Ближе к весне, как-то в сумерки, к ней подошёл на улице ученик технического училища и спросил, когда к ней удобнее заглянуть, — ему поручили передать пакетик. Что за пакетик, он будто бы толком не знал, — просили занести, потому что он недалеко живёт. Ксения Афанасьевна успела только заметить, что у техника пресекался голос и он все откашливался, точно подбодряясь. Поздно вечером он принёс что-то вроде почтовой посылки. Расстегнувшись и сняв фуражку, он туго протирал мокрый лоб скомканным платочком и молчал.

— Пакетик-то, видно, не лёгок, что вы так умаялись? — улыбнулась Ксения Афанасьевна.

— Если вам тяжело будет убрать, я помогу, — ответил гость.

Ксения Афанасьевна попробовала поднять пакет и насилу оторвала его с пола.

— Что же это? Ведь больше, наверно, пуда?

— Не знаю, — ответил гость. — Просили только сказать, что вам известно, куда надо пакет поместить.

Он начал застёгивать шинель, сосредоточенный, каждой чёрточкой лица нелюдимо отвергающий всякие расспросы. Ксения Афанасьевна опять улыбнулась.

— Давно этим занимаетесь?

— Чем?

— Гимнастикой, — сказала она, кивнув на пакет.

— Гимнастику я люблю с детства.

— С детства разносите таинственные посылки?

— Что же тут таинственного? Мне поручили, я вас знаю, принёс, передал — и все.

— Ну а если я не приму? Я-то ведь не знаю, от кого это.

Вместо ответа он протянул руку, прощаясь и этим как будто отклоняя шутки там, где все было слишком серьёзно. В дверях он приостановился, подумал, спросил вполголоса:

— Правда, что ваш муж к будущей зиме вернётся?

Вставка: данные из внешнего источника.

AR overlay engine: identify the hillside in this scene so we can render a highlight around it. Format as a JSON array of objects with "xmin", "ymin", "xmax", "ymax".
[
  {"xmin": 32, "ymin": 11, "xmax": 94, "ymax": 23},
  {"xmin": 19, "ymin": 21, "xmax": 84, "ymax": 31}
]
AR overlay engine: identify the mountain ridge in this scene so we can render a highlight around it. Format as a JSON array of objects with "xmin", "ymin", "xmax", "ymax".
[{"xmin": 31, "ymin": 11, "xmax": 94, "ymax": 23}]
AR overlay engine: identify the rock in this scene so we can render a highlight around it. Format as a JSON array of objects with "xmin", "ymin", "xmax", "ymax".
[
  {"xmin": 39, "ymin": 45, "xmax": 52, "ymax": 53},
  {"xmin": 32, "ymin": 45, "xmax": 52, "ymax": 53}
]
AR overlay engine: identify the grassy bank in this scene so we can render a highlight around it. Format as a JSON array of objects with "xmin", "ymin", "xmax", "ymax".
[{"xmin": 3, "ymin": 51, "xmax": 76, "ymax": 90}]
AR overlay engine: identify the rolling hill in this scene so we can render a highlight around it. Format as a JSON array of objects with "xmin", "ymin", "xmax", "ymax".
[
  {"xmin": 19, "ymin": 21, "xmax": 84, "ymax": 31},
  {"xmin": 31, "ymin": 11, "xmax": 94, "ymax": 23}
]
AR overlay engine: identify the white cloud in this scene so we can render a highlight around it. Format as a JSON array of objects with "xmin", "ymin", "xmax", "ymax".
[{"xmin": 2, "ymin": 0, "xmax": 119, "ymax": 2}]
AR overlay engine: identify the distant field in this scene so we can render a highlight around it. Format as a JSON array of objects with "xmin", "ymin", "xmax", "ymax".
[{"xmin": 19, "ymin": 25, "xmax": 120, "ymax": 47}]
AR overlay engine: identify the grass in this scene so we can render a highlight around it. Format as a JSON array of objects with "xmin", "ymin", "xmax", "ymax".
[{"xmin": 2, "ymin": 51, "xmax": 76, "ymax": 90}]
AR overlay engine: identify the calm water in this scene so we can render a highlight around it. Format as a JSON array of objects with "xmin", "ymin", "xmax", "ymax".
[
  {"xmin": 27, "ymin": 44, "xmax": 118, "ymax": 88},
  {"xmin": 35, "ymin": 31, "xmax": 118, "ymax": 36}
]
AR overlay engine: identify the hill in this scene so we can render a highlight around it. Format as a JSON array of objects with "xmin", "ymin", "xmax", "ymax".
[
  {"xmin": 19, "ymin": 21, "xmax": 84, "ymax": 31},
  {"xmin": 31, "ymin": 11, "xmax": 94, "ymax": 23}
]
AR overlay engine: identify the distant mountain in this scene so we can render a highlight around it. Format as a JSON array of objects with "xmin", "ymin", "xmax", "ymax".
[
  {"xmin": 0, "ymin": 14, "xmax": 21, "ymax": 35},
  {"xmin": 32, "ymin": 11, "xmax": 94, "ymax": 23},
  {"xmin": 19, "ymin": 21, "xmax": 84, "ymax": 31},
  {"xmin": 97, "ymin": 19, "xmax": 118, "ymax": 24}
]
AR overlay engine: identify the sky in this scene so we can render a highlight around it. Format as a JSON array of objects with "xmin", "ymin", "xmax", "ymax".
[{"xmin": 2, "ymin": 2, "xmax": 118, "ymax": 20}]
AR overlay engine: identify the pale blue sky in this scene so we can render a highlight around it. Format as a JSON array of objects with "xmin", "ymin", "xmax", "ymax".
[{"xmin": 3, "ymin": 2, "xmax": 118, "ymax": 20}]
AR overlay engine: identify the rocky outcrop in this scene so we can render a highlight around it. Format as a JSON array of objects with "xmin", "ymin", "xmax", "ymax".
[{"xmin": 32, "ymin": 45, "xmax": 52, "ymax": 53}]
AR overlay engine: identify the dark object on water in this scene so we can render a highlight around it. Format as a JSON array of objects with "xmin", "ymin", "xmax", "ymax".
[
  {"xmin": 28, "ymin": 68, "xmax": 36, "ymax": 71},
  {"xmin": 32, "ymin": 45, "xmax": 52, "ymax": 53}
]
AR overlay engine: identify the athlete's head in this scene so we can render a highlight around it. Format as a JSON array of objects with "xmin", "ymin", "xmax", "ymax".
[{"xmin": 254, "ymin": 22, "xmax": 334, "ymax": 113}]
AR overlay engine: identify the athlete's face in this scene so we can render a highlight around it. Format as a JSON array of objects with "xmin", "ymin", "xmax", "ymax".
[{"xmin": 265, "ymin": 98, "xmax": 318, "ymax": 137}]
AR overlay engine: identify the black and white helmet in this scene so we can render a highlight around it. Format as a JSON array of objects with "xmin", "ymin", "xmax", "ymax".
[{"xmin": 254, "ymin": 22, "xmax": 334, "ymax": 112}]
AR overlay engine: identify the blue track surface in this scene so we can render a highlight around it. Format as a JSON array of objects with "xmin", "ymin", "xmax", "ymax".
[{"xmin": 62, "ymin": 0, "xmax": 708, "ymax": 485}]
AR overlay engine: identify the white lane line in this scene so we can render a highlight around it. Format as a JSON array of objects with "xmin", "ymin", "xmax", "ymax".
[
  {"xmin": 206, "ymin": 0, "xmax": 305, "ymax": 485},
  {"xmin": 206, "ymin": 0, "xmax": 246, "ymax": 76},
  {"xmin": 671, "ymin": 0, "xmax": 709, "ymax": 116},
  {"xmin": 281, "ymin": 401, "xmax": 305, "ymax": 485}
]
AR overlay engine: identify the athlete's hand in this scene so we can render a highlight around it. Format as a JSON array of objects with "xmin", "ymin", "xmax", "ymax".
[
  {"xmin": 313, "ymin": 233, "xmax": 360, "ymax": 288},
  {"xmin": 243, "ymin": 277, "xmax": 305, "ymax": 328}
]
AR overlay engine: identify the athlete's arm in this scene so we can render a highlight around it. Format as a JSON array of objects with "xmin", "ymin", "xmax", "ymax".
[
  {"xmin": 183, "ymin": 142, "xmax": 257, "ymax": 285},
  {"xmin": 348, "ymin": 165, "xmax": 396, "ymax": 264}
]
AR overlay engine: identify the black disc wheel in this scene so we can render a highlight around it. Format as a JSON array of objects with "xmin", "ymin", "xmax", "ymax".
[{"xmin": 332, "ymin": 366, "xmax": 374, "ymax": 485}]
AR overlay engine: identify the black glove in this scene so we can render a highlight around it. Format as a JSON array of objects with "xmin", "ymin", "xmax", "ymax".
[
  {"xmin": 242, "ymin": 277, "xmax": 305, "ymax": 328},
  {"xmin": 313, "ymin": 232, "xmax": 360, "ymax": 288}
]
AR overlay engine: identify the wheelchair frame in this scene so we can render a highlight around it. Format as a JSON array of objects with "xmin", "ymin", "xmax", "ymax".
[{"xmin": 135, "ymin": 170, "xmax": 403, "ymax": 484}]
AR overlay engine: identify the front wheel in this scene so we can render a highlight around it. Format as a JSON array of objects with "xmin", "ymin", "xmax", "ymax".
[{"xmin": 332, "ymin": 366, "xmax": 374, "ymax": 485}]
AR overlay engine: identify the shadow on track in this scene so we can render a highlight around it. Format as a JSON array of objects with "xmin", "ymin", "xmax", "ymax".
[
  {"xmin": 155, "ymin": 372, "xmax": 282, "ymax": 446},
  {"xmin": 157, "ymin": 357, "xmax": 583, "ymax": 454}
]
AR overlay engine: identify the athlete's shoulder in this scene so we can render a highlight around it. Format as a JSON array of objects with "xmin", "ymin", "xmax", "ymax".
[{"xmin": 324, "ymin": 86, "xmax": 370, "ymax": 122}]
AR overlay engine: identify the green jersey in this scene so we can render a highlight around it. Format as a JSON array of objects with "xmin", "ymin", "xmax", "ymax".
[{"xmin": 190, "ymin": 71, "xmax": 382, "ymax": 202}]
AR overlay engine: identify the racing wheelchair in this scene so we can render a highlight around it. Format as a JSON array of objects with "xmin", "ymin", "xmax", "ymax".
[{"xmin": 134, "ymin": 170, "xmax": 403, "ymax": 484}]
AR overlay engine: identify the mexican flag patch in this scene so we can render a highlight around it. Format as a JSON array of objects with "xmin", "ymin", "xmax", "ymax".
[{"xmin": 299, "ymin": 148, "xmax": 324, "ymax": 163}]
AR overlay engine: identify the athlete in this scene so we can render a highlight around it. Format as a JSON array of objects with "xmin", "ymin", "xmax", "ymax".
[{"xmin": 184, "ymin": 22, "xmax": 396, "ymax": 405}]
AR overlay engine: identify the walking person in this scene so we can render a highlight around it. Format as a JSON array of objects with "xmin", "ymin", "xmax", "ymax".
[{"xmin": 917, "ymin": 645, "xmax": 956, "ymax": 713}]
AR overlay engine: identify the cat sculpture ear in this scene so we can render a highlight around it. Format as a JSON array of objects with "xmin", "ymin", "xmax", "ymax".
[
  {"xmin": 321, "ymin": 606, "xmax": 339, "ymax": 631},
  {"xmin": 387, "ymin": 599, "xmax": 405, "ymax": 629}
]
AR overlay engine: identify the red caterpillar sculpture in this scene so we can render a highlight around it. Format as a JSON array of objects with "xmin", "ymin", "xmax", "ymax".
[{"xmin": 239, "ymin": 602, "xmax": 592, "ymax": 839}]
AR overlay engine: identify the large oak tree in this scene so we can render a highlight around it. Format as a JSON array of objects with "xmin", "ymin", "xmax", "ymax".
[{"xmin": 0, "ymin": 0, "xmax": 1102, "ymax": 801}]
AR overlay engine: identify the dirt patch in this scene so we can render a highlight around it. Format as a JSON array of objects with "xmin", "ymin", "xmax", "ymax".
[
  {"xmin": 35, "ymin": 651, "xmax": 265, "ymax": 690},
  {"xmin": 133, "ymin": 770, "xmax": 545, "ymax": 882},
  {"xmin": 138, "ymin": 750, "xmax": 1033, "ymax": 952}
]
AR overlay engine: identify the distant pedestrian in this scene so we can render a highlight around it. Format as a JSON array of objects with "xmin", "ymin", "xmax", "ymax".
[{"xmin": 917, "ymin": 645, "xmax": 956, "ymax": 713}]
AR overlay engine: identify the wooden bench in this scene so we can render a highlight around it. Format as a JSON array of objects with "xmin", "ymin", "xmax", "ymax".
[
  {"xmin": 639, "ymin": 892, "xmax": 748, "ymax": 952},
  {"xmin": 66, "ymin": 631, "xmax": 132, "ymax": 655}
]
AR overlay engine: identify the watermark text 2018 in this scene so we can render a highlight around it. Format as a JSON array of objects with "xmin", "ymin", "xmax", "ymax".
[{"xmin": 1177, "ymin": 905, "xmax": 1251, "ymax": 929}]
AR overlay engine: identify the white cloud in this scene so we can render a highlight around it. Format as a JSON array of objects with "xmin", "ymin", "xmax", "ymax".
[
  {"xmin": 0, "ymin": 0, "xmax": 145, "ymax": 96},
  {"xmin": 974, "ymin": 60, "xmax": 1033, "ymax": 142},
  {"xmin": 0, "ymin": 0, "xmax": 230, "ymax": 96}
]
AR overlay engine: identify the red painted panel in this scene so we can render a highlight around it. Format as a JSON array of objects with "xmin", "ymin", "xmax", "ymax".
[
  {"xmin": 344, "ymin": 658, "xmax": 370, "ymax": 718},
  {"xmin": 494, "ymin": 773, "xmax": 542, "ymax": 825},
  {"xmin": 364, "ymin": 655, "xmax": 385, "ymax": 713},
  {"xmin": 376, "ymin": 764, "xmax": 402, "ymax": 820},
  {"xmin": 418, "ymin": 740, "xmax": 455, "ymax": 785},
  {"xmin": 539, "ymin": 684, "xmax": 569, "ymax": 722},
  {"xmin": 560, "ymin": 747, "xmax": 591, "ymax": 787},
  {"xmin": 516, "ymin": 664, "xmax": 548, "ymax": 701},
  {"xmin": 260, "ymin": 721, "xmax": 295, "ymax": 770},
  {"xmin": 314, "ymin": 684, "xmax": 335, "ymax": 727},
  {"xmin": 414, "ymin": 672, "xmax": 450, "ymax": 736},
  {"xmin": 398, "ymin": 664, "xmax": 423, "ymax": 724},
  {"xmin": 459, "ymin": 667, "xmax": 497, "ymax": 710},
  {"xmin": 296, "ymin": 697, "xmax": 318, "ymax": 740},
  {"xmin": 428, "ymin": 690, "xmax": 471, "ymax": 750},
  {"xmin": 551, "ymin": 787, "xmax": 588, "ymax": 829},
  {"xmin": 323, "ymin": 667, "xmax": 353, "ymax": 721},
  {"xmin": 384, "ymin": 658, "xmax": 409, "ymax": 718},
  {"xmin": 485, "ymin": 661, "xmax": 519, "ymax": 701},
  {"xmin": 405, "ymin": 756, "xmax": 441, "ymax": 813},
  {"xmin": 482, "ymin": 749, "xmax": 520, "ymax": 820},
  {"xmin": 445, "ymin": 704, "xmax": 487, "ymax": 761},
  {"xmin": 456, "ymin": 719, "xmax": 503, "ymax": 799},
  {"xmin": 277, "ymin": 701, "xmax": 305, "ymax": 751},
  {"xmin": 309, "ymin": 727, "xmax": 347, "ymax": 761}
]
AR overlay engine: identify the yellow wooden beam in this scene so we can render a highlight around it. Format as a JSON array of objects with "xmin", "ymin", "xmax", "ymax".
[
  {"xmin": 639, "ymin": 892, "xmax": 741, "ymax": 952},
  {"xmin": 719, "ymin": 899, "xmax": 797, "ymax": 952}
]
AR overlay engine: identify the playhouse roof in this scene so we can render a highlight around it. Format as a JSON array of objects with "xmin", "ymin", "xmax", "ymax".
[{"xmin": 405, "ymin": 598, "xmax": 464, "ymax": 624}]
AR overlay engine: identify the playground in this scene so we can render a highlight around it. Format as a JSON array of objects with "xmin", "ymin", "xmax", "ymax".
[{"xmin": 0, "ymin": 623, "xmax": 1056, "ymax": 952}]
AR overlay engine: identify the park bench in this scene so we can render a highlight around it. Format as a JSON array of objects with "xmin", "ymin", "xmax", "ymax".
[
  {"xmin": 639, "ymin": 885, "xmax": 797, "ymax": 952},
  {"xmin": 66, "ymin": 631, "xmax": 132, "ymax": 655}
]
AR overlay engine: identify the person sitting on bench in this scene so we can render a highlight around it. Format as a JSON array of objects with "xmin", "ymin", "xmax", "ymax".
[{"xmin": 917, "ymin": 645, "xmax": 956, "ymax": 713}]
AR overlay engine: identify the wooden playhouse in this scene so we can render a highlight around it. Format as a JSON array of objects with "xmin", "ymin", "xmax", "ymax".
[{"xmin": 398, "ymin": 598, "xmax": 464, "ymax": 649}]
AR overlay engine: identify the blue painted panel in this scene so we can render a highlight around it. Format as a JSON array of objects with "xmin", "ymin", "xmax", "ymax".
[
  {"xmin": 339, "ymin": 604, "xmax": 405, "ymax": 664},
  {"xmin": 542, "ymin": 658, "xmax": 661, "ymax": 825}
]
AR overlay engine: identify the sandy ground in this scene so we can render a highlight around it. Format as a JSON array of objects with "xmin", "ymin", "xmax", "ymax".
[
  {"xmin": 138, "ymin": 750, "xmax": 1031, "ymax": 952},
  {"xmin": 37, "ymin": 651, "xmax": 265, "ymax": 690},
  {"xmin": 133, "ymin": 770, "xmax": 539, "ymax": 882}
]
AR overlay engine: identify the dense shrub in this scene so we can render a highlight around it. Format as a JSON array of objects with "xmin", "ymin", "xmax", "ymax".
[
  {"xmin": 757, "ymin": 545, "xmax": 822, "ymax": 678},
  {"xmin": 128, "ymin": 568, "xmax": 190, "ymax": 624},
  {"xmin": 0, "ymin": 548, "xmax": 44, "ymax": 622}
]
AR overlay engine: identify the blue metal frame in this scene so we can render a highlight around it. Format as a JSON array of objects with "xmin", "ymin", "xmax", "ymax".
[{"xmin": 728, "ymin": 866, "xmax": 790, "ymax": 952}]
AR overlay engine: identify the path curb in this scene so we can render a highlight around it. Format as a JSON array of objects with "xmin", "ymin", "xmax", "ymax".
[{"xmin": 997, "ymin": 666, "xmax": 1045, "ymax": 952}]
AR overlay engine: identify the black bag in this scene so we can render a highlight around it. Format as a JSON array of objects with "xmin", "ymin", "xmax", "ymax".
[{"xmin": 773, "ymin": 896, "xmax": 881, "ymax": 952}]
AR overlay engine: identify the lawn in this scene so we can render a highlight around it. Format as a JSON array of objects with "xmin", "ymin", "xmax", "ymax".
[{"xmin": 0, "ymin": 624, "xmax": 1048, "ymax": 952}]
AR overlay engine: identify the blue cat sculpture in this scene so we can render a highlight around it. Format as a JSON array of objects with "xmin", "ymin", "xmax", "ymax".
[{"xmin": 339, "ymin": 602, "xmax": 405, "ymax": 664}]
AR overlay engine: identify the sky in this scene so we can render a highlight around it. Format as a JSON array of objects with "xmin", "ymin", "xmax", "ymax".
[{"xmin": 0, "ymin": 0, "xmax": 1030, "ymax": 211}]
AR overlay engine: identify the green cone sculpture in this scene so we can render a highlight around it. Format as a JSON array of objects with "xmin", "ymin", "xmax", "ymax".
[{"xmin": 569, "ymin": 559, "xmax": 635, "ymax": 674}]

— Должен вернуться. Осенью — срок.

На этом кончилось первое знакомство Ксении Афанасьевны с Кириллом. Он доставил ей ещё такой же пакет, и потом она не видала его несколько месяцев. В эти посещения он по-прежнему уклонялся от доверчивого разговора, и она подумала, что он, может быть, действительно не посвящён, что за кладь ей передаёт. Но она принимала эту кладь спокойно, потому что ей было сказано, чтобы она принимала и берегла её вместе с кадушками в погребе.

Когда Пётр Петрович возвратился, начался тот особенный период взаимного узнавания, какой обычен для близких людей, насильственно разлучённых и долго живших вдалеке друг от друга. Свойства характеров, житейские навыки и даже телесные черты и приметы, когда-то казавшиеся важными, за время разлуки превратились в незначительные, а те, которые были маловажны, заняли существенное место. К угадыванию перемен, к тому, что давалось глазу, осязанию, чутью, присоединились целые повести о пережитом, в самых неожиданных, мелких и — на чужой взгляд — ненужных подробностях. Постепенно становилось понятно, почему уже нельзя было бы принять Ксению Афанасьевну за дочь Рагозина, почему она утратила хрупкость, а сделалась гибкой, словно увёртливой, и почему как будто преобразилась вся стать Петра Петровича: наклон его туловища стал меньше, поступь отвердела, почти утратив раскачку.